USS Mary Pope sometime between 1917 and 1919. |
|
Career (United States) | |
---|---|
Name: | USS Mary Pope |
Namesake: | Previous name retained |
Builder: | Gas Engine and Power Company and Charles L. Seabury Company, Morris Heights, the Bronx, New York |
Completed: | 1915 |
Acquired: | 7 July 1917[1] |
Commissioned: | 9 August 1917 |
Struck: | 31 March 1919 |
Fate: | Wrecked 10 September 1919 |
Notes: | Operated as civilian motorboat Manitee, Madge, and Mary Pope 1915-1917 |
General characteristics | |
Type: | Patrol vessel |
Tonnage: | 13 tons |
Length: | 52 ft (16 m) |
Beam: | 8 ft 5 in (2.57 m) |
Draft: | 2 ft 7 in (0.79 m) |
Propulsion: | Gasoline engine, one shaft |
Speed: | 14.7 knots |
Complement: | 4 |
Armament: | 1 x machine gun |
USS Mary Pope (SP-291) was a United States Navy patrol vessel in commission from 1917 to 1919.

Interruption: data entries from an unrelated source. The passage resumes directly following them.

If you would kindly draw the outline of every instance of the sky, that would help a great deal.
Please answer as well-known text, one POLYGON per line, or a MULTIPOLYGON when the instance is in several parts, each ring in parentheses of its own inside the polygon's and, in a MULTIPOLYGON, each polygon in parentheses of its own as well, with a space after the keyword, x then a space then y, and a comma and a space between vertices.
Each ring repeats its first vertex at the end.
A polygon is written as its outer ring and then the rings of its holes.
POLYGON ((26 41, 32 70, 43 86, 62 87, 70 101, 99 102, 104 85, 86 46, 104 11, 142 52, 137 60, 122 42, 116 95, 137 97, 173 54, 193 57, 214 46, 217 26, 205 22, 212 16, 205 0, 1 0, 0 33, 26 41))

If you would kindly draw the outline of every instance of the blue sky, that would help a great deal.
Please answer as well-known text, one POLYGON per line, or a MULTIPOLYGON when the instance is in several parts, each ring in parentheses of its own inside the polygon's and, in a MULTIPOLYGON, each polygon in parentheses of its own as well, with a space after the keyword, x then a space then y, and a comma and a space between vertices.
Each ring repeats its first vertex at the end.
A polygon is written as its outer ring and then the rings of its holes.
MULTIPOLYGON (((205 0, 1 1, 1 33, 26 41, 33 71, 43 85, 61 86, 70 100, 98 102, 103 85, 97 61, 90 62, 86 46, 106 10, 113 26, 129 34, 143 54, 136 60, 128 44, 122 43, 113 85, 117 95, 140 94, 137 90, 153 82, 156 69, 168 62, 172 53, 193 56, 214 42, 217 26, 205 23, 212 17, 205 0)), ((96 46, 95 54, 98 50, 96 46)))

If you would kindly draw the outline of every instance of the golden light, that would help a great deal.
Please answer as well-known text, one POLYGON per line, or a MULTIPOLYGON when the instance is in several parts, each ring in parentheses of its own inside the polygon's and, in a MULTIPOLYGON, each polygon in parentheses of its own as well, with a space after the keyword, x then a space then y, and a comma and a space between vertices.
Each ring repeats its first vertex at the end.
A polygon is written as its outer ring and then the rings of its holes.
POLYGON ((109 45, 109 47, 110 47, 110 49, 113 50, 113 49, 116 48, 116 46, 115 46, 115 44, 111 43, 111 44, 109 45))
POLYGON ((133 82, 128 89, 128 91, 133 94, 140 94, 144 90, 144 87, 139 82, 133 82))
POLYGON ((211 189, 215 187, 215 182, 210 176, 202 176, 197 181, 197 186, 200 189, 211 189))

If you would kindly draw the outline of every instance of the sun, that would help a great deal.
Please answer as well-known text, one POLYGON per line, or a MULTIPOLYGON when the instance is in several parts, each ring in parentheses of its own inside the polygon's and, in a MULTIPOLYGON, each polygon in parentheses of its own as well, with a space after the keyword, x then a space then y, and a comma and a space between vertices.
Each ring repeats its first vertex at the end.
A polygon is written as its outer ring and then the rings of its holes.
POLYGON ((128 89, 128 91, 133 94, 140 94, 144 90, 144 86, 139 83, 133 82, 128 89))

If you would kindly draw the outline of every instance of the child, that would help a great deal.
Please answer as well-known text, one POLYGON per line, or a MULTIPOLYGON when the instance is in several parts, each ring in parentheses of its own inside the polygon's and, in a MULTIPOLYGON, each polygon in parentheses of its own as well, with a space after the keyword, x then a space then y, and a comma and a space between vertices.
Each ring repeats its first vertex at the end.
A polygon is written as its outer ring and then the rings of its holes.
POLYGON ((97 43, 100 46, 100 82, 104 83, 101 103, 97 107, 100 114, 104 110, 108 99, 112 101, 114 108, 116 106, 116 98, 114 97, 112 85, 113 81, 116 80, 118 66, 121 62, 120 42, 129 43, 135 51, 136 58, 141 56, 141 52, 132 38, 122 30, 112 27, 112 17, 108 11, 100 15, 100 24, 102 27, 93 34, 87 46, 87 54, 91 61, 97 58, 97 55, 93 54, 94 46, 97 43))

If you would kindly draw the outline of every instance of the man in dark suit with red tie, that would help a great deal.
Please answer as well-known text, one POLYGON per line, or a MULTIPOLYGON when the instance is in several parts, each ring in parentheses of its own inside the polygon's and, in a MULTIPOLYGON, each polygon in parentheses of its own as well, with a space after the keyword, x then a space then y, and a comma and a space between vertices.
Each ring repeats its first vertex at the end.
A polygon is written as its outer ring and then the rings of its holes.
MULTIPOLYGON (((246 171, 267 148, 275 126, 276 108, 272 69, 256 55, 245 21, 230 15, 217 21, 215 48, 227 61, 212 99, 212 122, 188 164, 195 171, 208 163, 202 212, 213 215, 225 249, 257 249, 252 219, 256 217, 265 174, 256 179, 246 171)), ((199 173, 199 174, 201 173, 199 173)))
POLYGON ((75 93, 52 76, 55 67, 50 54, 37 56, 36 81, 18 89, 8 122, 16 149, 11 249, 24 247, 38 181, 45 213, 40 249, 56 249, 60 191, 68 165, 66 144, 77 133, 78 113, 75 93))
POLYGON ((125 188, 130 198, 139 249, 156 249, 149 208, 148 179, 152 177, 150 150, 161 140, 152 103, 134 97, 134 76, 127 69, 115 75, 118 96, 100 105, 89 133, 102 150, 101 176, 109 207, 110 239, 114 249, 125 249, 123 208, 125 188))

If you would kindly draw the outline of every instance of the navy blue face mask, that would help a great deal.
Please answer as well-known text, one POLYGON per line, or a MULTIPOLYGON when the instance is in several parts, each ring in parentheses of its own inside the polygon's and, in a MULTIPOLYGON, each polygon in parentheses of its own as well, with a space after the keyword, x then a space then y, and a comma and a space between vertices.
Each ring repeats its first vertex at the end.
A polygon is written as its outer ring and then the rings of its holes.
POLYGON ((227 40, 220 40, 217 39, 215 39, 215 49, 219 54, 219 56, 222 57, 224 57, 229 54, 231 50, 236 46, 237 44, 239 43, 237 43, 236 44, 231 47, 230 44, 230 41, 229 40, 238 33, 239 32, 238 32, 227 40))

Mary Pope was built as the civilian wooden-hulled motorboat Manitee in 1915 by the Gas Engine and Power Company and the Charles L. Seabury Company at Morris Heights in the Bronx, New York. She later was renamed Madge and then Mary Pope.
The U.S. Navy purchased Mary Pope from her owner, R. W. Bingham, on 7 July 1917[2] for World War I service as a patrol vessel. She was commissioned on 9 August 1917 as USS Mary Pope (SP-291).
Mary Pope operated on section patrol duties for the rest of World War I.
After the war, Mary Pope was stricken from the Navy List on 31 March 1919 and was put up for sale. She was at Key West, Florida, awaiting sale when she was destroyed by a hurricane on 10 September 1919.